Since our PCA-sphered transformation of the input data took the form $\mathbf{S}^{\,} =  \mathbf{D}^{-^1/_2}\mathbf{V}^T\mathbf{X}^{\,}$ this re-rotation/reflection gives us the related formula

\begin{equation}
\text{(ZCA-sphered data)}\,\,\,\,\,\,\,\,\, \mathbf{Z}^{\,} =  \mathbf{V}\mathbf{S} = \mathbf{V}\mathbf{D}^{-^1/_2}\mathbf{V}^T\mathbf{X}^{\,}.
\end{equation}

For historical reasons this re-rotated version of our PCA-sphered data is often referred to as *Zero-phase Component Analysis (ZCA) sphereing*.  

We implement ZCA-sphereing in the next cell.

In [247]:
def ZCA_sphere(X,**kwargs):
    '''
    A function for producing the ZCA sphereing on an input dataset X.  
    '''   
    
    # compute principal components
    W,V,D = pca_transform_data(X,**kwargs)
    
    # PCA-sphere data
    W = np.dot(V.T,X)
    D_ = np.array([1/d**(0.5) for d in D])
    D_ = np.diag(D_)
    S = np.dot(D_,W)
    
    # rotate data back to original orientation - ZCA sphere
    Z = np.dot(V,S)
    
    return W,S,Z

With our ZCA-sphereing implementation written we can now transform the original centered dataset using it and examine the results.

In [248]:
# mean-center the data
X = center(images)

# compute the full PCA transformation of dataset
W,S,Z = ZCA_sphere(X)

# plot PCA-sphered data
unsuplib.PCA_functionality.show_images(Z)
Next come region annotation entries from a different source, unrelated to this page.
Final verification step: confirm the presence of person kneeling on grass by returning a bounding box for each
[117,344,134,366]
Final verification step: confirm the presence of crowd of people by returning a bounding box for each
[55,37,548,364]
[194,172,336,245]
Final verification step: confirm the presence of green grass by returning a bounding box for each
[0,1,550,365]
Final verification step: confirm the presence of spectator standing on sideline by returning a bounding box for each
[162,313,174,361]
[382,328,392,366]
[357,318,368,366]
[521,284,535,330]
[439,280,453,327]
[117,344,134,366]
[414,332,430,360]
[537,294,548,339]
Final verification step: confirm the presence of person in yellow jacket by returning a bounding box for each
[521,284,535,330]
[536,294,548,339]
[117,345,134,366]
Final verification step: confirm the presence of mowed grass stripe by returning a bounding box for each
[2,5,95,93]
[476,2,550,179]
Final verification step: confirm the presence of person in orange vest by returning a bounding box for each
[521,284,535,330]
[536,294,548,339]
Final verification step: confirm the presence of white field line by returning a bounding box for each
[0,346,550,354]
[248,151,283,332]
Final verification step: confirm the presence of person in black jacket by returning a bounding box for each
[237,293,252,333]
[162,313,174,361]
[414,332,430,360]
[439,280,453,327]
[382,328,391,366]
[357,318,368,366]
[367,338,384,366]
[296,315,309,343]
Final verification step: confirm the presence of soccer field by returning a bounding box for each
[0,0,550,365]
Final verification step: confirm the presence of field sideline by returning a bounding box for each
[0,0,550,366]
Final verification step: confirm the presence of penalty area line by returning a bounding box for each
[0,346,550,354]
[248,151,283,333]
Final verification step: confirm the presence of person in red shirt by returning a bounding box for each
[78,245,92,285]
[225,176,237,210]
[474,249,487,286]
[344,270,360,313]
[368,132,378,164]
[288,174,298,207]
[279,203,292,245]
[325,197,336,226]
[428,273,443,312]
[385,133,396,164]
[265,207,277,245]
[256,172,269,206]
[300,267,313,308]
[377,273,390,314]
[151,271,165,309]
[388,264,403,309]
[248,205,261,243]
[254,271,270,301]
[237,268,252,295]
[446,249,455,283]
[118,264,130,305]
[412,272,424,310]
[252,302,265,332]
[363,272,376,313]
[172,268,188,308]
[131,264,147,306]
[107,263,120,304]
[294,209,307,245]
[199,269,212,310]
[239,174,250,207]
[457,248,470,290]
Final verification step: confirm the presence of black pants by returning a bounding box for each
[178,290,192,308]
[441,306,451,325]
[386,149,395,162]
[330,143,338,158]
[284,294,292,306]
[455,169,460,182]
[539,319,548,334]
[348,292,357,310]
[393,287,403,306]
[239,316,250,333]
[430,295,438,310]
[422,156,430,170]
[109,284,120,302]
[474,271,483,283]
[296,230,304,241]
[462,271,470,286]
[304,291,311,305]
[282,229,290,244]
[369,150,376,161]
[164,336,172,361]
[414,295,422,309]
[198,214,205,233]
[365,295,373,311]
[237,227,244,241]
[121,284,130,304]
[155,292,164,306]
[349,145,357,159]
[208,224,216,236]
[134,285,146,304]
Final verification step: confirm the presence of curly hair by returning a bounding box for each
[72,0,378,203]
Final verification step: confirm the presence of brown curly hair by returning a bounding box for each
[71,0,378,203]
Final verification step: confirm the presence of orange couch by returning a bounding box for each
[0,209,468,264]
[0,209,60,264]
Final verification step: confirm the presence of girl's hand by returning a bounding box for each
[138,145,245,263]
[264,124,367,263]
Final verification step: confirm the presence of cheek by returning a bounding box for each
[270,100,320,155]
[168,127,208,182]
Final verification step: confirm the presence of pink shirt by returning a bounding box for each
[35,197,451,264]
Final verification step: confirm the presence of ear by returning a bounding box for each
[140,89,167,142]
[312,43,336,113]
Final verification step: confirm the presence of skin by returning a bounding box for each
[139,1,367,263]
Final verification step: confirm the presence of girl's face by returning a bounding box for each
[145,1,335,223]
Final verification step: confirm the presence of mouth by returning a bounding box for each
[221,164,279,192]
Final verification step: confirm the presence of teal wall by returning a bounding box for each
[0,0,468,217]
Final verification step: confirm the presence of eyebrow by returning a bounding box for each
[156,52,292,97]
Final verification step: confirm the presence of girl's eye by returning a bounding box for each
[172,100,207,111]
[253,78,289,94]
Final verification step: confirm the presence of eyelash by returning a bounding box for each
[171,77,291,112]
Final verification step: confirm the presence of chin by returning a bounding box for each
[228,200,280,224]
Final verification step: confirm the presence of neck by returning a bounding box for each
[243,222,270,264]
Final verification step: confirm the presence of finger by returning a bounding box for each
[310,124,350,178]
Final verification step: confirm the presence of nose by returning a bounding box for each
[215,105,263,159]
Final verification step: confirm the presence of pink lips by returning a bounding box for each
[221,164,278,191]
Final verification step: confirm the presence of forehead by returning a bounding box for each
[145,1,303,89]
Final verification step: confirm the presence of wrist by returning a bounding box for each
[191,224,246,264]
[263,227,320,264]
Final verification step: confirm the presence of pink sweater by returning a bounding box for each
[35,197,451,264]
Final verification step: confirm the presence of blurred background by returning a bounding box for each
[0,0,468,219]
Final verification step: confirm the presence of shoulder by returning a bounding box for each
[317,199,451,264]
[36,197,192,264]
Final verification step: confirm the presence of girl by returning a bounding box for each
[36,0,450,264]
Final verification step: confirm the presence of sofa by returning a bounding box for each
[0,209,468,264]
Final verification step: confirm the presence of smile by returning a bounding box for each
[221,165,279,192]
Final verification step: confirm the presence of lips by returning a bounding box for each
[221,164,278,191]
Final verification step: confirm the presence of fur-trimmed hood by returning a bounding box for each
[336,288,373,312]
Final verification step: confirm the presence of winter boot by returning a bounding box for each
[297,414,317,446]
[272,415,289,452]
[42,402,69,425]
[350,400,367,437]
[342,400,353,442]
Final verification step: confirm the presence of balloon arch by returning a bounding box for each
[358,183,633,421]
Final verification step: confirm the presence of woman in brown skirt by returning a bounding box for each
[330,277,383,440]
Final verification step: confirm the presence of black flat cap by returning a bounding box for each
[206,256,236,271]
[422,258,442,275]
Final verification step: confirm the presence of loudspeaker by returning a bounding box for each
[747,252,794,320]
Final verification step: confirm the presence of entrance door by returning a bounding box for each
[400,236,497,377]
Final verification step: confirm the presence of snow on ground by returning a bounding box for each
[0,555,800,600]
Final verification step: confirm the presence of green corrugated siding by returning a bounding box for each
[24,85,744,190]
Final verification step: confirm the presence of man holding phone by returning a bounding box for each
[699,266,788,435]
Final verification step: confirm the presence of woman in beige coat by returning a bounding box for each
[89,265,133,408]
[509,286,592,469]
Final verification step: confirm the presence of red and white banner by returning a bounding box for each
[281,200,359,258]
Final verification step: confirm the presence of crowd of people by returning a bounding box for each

<IPython.core.display.Javascript object>

What a difference!  Indeed it was the rotation/reflection of PCA that destroyed most of the spatial correlation, since these ZCA-sphered images retain much of the spatial correlation present in their original versions.  Now we have the best of both worlds: a global normalization scheme (that will help speed up training) that retains the spatial structure of data leveraged e.g., by edge detectors and convolution operations.